Research conducted by SCM Direct in May shows the Investec Click & Invest website presented its charges as ranging from 0.35% to 0.65%, depending on sums invested, and underlying fund charges averaging 0.6% (0.75% today). However, this did not include transaction costs, which add a further 30% to the fund cost.
Investec said: “We should have clearly shown the transaction fee within the average underlying fund charges. We have amended our website and apologise if this has caused confusion.”
SCM Direct also highlighted potential breaches by Coutts, Tilney Bestinvest and Wealthsimple.
Coutts said: “We already include details of the platform fees and the main fund charge at several points in the customer journey. In response to Mifid II, we have added the funds’ transaction costs to our Fee Tariff Document, which is readily available to clients. Next month, we are launching an integrated solution, including a personalised digital calculator, to further improve transparency.”
Tilney Bestinvest said wealth managers relied on fund management groups to provide accurate information. “We are currently in advanced dialogue with data vendors to enable us to secure this data and satisfy ourselves that their coverage is comprehensive.”
Toby Triebel, Wealthsimple’s chief executive Europe, said: “Both our management fee — 0.7% — and underlying portfolio charge are visible on our website, in addition to being highlighted through our help centre and magazine.”
Even I , a seasoned watcher of corporate bull, was startled to read such utter hogwash from seemingly reputable organisations.
If you can’t t understand your charges, that is not “true and fair”. Being “in an advanced state” of complying with something you’ve known was coming for 14 years and has been law for nearly a year now is NOT GOOD ENOUGH.
The Miller’s point is a good one. If the FCA are not going to enforce its rules, it shouldn’t make them and we should live in the Wild West of fund management as practiced in numerous jurisdictions round the world (read Angie Brooks for details).
It’s not good enough to stand idly by and allow this bad practice to continue and I’m 100% behind Alan and Gina’s “True and Fair” campaign. Read about it here.
The proof of the (investment) pudding is in the spending.
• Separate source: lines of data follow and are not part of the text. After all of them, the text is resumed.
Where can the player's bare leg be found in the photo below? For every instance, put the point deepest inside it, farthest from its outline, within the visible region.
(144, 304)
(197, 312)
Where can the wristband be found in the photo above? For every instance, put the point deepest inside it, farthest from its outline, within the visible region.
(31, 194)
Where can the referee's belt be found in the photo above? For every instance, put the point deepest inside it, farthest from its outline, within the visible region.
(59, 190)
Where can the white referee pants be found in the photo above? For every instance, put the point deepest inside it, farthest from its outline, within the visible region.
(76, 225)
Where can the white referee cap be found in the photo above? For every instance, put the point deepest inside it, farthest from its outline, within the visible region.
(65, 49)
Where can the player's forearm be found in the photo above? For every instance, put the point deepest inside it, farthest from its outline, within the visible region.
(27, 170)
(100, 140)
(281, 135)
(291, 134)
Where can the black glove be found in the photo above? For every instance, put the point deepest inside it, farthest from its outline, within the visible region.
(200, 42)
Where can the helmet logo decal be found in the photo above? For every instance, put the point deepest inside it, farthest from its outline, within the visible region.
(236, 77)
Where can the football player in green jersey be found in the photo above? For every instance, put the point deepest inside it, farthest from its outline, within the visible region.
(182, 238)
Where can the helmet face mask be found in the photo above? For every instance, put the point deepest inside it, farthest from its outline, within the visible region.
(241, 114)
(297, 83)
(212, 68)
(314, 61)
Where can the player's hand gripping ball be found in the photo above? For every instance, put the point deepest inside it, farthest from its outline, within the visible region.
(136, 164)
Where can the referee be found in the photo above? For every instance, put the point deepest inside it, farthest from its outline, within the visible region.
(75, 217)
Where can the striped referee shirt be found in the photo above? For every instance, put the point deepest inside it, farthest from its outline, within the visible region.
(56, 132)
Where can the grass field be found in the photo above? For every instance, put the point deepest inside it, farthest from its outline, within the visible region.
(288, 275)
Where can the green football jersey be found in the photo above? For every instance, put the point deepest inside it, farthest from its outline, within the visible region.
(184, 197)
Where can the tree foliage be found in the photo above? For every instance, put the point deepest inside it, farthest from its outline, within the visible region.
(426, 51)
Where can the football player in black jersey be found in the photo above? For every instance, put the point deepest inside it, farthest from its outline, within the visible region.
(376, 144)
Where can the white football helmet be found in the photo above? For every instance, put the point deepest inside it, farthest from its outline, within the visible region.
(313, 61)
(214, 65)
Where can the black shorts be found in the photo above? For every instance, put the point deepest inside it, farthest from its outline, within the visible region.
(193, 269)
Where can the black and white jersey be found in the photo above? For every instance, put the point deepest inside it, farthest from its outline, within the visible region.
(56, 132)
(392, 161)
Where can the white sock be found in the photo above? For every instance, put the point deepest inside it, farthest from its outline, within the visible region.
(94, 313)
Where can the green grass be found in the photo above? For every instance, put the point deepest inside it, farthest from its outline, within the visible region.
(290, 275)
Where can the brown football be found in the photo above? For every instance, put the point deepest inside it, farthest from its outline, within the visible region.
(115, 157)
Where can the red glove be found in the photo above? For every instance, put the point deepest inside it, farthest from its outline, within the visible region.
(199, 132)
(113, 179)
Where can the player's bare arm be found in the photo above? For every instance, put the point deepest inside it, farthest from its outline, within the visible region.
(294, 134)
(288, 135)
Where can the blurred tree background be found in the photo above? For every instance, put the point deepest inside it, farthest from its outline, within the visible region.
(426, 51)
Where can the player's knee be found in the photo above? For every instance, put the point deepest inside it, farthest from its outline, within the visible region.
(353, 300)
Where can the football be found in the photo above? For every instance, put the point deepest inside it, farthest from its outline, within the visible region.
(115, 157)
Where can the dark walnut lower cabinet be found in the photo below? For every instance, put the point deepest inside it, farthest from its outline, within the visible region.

You might think this article is leaning a bit too much on the Millers, after all they’ve made a fortune from investment management. I don’t doubt that they’ll continue to make a fortune by running a “clean shop”. The point that the Miller’s are making by running a successful business on “true and fair” lines is that you don’t have to be uncommercial to be honest.
I am aiming to be as successful as the Millers by setting up AgeWage to tell people “truly and fairly” how their lifetime savings products have actually done relative to the money they have paid to the financial services industry. Value for Money is something we think is inherent in the simple equation “money-in, money out”. There can be no excuses in the final reckoning; when it comes to saving the proof of the pudding is in the spending.
We now have the tools
Working out “ongoing charges figures” (OCFs) is good and it’s what should come out of the legal requirements to disclose from MIFID II and PRIIPS. But OCFs and other percentage based measures only play to the people who understand percentages and the way compound interest works.
More important to people when they are judging things are measures that tell them what value they are getting for your money. Which is why I want to turn performance and charges into a single score that relates – not to some abstract notion – but to your understanding of what’s gone on.
Since the Data Protect Act 2018 and (to a lesser extent GDPR), we have all been able to get to the data about ourselves necessary to understand the value and the money we’ve got from our savings. AgeWage is simply a way for people to have this information brought together to tell them how their savings have done and how they are likely to do in the future.
In both intent and practice , AgeWage is born out of True and Fair and this blog acknowledges Alan and Gina Miller, Chris Sier, Andy Agethangelou and the other members of the awkward squad, who are gradually wresting back control from those who intermediate between us and our investments.